Das Gericht sah sich zu dieser Entscheidung gezwungen, da die NPD im Gegensatz zur geplanten Gegendemo immer ihre Gewaltlosigkeit betont hatte. Dass nach der Entscheidung nun die Rechten demonstrieren dürfen, während es den Linken verwehrt ist, bezeichnete Gerichtspräsident Wichmann als „ärgerlich“. Die Antifaschisten hatten damit gedroht, nach ihrer Demo gegen die Rechten werde es „Blut auf dem Asphalt“ geben.

Die offenbar erwartete Entscheidung des Gerichts hatte gestern schon vor der Urteilsverkündung für Spannungen gesorgt. In einem Grußwort unterstützte Kanzler Gerhard Schröder (SPD) ein multikulturelles Fest in Hellersdorf, das vom PDS-Bürgermeister Uwe Klett organisiert worden war. Der CDU-Landesgeschäftsführer Matthias Wambach bemängelte dagegen, „statt verbaler Grußadressen an PDS-Bürgermeister sollte sich der Kanzler lieber um die Hauptstadtförderung kümmern“. Angesichts der befürchteten Randale wären mehr Polizisten „hilfreicher als Briefe zum 1. Mai“.

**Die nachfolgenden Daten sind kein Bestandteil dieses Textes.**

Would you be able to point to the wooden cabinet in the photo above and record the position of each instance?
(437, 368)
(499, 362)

Der politische Streit nahm auch deshalb an Schärfe zu, da sich abzeichnete, dass das Deeskalationskonzept der Polizei für den 1. Mai scheitern wird: Selbst Sicherheitsbeamte und Senat gingen gestern davon aus, dass Krawalle zum Tage der Arbeit nicht zu verhindern sein werden.

Innensenator Eckart Werthebach (CDU) sagte, es gebe im Vergleich zu 1999 eine „zugespitztere Situation“. Polizeipräsident Hagen Saberschinsky bezeichnete die Sicherheitslage als „sehr schwierig“. Insgesamt 6.400 Beamte sollen deshalb in der Hauptstadt für Ruhe sorgen, 2.400 werden von BGS-Einheiten und von anderen Bundesländern kommen. Sie sollen in ganz Berlin 65 Veranstaltungen und Demonstrationen schützen. Landesschutzpolizeidirektor Gernot Piestert ging schon vor der Gerichtsentscheidung davon aus, dass Hellersdorf ein Brennpunkt der Polizeipräsenz sein müsse: Allein 2.000 Beamte sollen dort eingesetzt werden. Piestert erklärte, noch niemals zuvor in der Geschichte der schon traditionellen 1.-Mai-Demos in der Hauptstadt hätten Linksextremisten so unverhohlen mit Gewalt gedroht.